Russell T Davies has said the Don’t Say Gay movement in the US proves the LGBT community cannot relax about preserving its rights.
The screenwriter, whose credits include Doctor Who and It’s A Sin, said he could sense “danger in the air” and stressed the importance of telling LGBT stories on screen.
In March, the Republican governor of Florida, Ron DeSantis, signed a Bill into law that forbids instruction on sexual orientation and gender identity from pre-school to third grade, despite criticism that it marginalises LGBT people.
During an interview with former Great British Bake Off winner John Whaite for Metro.co.uk, Davies addressed the lack of “queer” people on TV and took aim at the Bill.
He said: “Well that’s the point, visibility.
“More and more, I think that people take offence, and become prejudiced without even realising, when they imagine that something from their childhood has been undermined.
“And specifically when a fundamental visual image is altered.
“Whether that’s your childhood notion of mum and dad, or Jesus and the apostles, or boy kissing girl.
“If you learnt it when you were one, then you get upset when it’s changed, even if that change is simply the harmless existence of something other.
“So that’s why we need more images, more visibility, for everyone, from the youngest age, so a wider, diverse world becomes more natural, more real, more accepted.
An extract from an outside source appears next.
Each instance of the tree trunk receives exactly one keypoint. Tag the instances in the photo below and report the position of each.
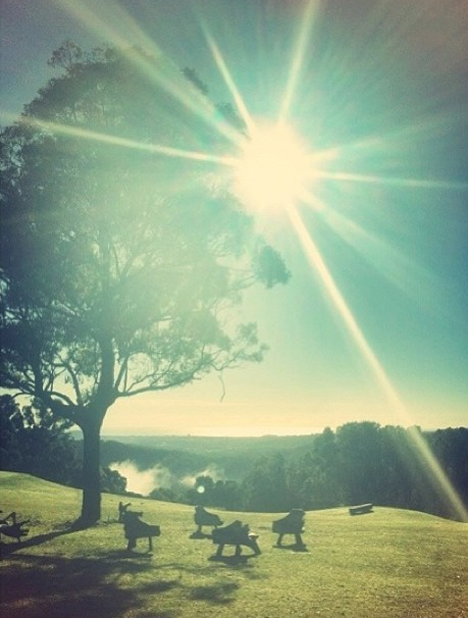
(91, 502)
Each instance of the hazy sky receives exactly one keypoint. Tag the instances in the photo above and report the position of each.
(373, 324)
More happy!”
Asked about his ambitions for LGBT rights, he added: “I think we need more and more, we’ve had thousands of years of straight stories, we’ve got a long way to go before we catch up.
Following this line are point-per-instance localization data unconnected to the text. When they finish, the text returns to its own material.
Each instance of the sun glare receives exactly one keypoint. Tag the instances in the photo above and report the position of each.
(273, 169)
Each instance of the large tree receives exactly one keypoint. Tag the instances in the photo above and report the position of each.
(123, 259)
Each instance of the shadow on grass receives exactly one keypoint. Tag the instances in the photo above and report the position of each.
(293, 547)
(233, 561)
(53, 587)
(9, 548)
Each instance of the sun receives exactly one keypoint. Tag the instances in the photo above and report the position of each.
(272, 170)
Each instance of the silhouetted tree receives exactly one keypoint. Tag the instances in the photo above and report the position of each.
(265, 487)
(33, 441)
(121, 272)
“And there’s danger in the air.
“The Don’t Say Gay movement proves that we can’t relax.
“What happens in America, then comes here.”
Davies created the pioneering 1999 TV series Queer As Folk, which chronicled the lives of three gay men living in Manchester.
He is also returning as Doctor Who’s showrunner after departing the programme in 2009 and has cast Sex Education star Ncuti Gatwa in the lead role.